Убедившись, что Сивиллу не покидает хорошее настроение, он спросил:
— Расскажешь, почему на тебя обозлились коты, и что это была за цепочка? Что им надо-то? Хлеб они не едят, рыбу при любой погоде ловят. Чем ты им насолила?
— Правдой, — нахмурилась Сивилла. — Упросили они меня в солнцеворот волю Арея распознать. Принесли «кошачий глаз» на цепочке, сказали — талисман племени, камень когда-то рыси людям в оплетку отдавали… а как он в деревне оказался — не ответили. Хотели, чтобы я будущее им предсказала. Мне бы, дуре, поостеречься — ведь недаром коты промолчали. А любая ведунья знает, что такие камни за воровство мстят. И проклятьем могут одарить не того, кто их у хозяина увел, а того, кто после кражи тронул. И я знала. Гордыня подвела. Возгорелась: задача непростая — чужой бог, взгляд сквозь годы. Захотелось проверить свою силу.
— Ты что-то увидела?
Тарлах и без ответа понял — ничего хорошего. Затуманились у Сивиллы глаза. Но захотелось не догадок. Правды. Какой бы горькой она ни была.

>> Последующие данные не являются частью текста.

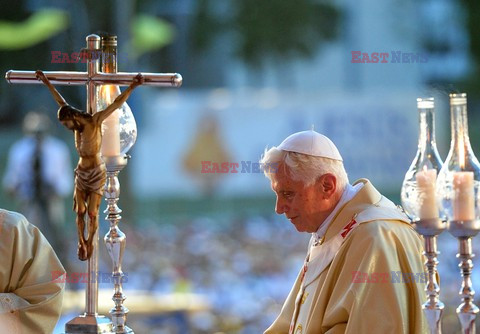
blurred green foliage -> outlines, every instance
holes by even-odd
[[[135,57],[160,49],[175,38],[175,28],[152,15],[139,14],[132,22],[132,52]]]
[[[204,50],[218,34],[233,33],[234,53],[253,66],[265,60],[311,57],[337,37],[340,11],[329,1],[232,0],[225,12],[200,0],[192,23],[193,46]]]
[[[63,10],[38,11],[21,22],[0,21],[0,49],[25,49],[46,41],[68,26],[68,15]]]

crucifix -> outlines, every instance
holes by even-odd
[[[107,45],[108,48],[108,45],[113,41],[115,45],[114,50],[116,53],[116,38],[113,39],[106,38],[105,45]],[[113,57],[113,61],[115,61],[115,70],[111,71],[103,69],[103,71],[100,71],[101,57],[102,55],[105,56],[106,54],[105,45],[102,45],[103,43],[101,43],[99,36],[93,34],[87,36],[86,41],[87,47],[83,52],[86,52],[87,54],[87,72],[35,72],[10,70],[6,73],[5,79],[11,84],[42,84],[43,81],[45,84],[50,84],[49,88],[52,92],[54,91],[54,89],[52,89],[53,85],[86,85],[86,110],[91,116],[97,113],[97,101],[99,98],[97,96],[97,89],[103,85],[130,86],[128,89],[132,89],[132,85],[136,86],[139,84],[160,87],[179,87],[182,84],[182,77],[177,73],[117,73],[116,54]],[[112,49],[110,48],[109,50]],[[112,54],[107,54],[107,56],[110,61],[112,61]],[[43,79],[42,75],[39,73],[43,73]],[[132,84],[135,81],[137,81],[137,83]],[[61,105],[61,96],[59,97],[59,94],[54,94],[54,96],[57,103]],[[93,240],[90,240],[91,245],[86,247],[84,244],[82,247],[80,247],[81,245],[79,240],[79,257],[87,260],[88,275],[85,296],[85,313],[72,319],[66,324],[65,331],[67,334],[133,333],[133,331],[125,324],[128,309],[123,306],[125,296],[122,292],[123,272],[121,269],[123,251],[125,248],[125,234],[120,231],[117,226],[121,219],[121,210],[116,204],[120,193],[117,175],[127,164],[127,156],[122,156],[117,152],[113,155],[110,154],[109,156],[103,156],[103,161],[106,165],[106,185],[104,196],[107,200],[107,209],[105,212],[108,214],[107,220],[110,221],[110,230],[105,236],[104,240],[113,262],[112,278],[114,282],[114,295],[112,299],[115,302],[115,306],[110,310],[112,321],[105,316],[98,315],[97,313],[98,231],[96,231],[96,226],[94,226],[95,231],[92,235]],[[96,214],[98,215],[98,212]],[[95,218],[98,219],[98,217]],[[91,224],[91,222],[89,222],[89,224]],[[87,248],[89,250],[88,256]]]

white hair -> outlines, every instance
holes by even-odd
[[[320,176],[327,173],[333,174],[337,179],[338,193],[342,193],[349,183],[342,161],[283,151],[276,146],[265,149],[260,164],[263,166],[265,176],[270,181],[272,174],[278,170],[280,164],[283,164],[289,168],[291,177],[296,181],[303,182],[305,187],[314,184]]]

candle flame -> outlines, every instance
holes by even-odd
[[[113,85],[103,85],[98,90],[99,99],[103,100],[107,106],[114,100],[115,88],[116,86]]]

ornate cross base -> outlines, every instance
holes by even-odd
[[[114,334],[113,324],[103,315],[79,315],[65,324],[65,334]]]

— Коты исчезнут, — помолчав, выговорила Сивилла. — Мир изменится. Лисы будут жить бок о бок с людьми, и воевать с волками и между собой. Оборотни не вымрут, просто рассеются по миру. Хлебодарную не забудут — только это и вселяет надежду. Камул пренебрежет охотой и увлечется войной. Арей… я не успела понять, что будет с его алтарями. «Кошачий глаз» рассыпался в прах, цепочка превратилась в удавку. Коты, услышавшие о гибели рода, решили меня казнить. Я их не оправдываю, но не хочу снимать с себя часть вины. Могла отказаться.
— Это будет не завтра? — осторожно поинтересовался Тарлах. — То, что ты видела?
— На наш век мира хватит, — успокоила его Сивилла. — Хватит и на наших детей.
При слове «дети» Тарлах насторожил уши. Он как раз собирался сбегать к алтарю Камула, одарить его куском печени и заячьей лапой. И Хлебодарной два зачерствевших кекса отнести. У волков и лисиц дети не рождались. Непонятно, почему. Казалось бы, природа и родство зачатию не препятствуют, а вот же… А Тарлаху хотелось щенят, хотелось до одури… можно ли ждать приплода?
— Можно, — неожиданно улыбнулась Сивилла — как будто мысли прочитала. — Но не сейчас, чуть позже. Мы переживем лесной пожар — он начнется с кошачьих камышей. Перезимуем у медведей. Еще год будем ждать, пока молодая поросль очистит лес от гари. А уже потом, после весеннего паводка, ты принесешь с охоты добычу для наших детей.